Please check out the video, where Leigh does an amazing job at explaining this super concise code. He does his example with people rather than penguins, but it’s the same logic.

**Why is everybody using 'accumulator'?**

The variable-name `accumulator`

or the shorter version `acc`

is a very common choice for JavaScript’s reduce(). When I first encountered reduce(), I saw lots of examples that always used `(acc, cur)`

and I honestly found it not very intuitive.

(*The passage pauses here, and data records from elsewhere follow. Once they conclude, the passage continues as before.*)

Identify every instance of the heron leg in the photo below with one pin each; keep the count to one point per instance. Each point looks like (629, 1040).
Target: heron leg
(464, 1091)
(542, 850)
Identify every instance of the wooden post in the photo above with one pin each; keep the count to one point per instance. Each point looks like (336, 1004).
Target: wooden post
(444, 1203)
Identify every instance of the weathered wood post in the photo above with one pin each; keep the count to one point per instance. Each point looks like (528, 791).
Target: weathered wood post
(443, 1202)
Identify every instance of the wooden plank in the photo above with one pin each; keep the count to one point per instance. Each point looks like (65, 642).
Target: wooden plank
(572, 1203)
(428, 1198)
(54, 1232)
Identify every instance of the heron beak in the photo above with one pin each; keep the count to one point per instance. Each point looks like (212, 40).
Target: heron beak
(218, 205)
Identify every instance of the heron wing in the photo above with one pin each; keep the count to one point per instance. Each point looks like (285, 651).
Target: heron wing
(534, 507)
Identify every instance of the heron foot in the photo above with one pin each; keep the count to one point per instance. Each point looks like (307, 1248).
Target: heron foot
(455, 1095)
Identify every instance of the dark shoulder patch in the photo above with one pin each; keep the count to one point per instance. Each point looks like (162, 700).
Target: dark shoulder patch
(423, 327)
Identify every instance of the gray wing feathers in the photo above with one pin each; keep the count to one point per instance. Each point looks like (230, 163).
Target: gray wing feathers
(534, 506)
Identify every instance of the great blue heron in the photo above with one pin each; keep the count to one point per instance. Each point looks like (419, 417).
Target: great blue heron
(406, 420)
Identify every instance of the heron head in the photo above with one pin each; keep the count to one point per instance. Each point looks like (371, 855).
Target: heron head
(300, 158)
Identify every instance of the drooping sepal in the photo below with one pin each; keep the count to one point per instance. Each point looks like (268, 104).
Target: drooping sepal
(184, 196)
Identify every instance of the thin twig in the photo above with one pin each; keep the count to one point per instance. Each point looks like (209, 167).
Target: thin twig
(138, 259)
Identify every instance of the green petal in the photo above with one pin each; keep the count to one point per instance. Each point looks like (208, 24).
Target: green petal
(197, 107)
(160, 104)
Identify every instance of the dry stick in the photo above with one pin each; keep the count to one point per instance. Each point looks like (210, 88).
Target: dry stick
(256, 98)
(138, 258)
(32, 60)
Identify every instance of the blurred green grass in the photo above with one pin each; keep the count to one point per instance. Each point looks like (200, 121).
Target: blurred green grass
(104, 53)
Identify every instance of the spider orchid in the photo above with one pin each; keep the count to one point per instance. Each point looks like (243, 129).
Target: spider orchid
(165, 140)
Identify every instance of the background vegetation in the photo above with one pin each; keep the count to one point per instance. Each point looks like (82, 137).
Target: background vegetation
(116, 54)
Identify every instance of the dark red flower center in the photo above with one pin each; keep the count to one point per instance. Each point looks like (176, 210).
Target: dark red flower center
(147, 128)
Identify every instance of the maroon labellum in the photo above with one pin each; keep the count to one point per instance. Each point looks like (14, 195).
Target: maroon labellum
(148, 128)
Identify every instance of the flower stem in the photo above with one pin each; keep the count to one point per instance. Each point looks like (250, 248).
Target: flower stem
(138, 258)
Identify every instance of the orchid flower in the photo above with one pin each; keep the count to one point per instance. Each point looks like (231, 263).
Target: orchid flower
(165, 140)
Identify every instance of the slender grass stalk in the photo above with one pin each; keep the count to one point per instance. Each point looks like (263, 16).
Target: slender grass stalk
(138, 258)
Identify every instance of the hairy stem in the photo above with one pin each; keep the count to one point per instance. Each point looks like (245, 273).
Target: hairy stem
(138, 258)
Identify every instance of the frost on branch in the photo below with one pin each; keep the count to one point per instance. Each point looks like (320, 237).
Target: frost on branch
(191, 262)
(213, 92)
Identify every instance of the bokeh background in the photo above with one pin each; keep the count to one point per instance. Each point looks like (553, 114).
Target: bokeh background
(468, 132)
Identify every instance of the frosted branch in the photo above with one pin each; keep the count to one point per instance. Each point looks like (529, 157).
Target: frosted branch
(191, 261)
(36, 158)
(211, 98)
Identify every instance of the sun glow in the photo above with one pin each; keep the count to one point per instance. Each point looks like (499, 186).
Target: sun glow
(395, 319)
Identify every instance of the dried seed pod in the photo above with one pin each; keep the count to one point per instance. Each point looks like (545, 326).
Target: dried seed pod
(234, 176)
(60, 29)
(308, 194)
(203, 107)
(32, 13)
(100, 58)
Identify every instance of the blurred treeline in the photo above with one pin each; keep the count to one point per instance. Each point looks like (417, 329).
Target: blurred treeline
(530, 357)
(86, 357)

The main take-away is this: the whole idea of the reduce() function is to go from many values to a single value. The way to get there is to work with some sort of *last value* and *current value* that can be used to compute stuff with. It so happens that a majority of persons is calling the *last value* the `accumulator`

, because it **persists** and is **updated** while iterating through all values. In contrast, the *current value*, often called `cur`

, is simply updated to the value at hand.

In our example above, `accumulator`

is literally *accumulating* all values by adding them, one by one.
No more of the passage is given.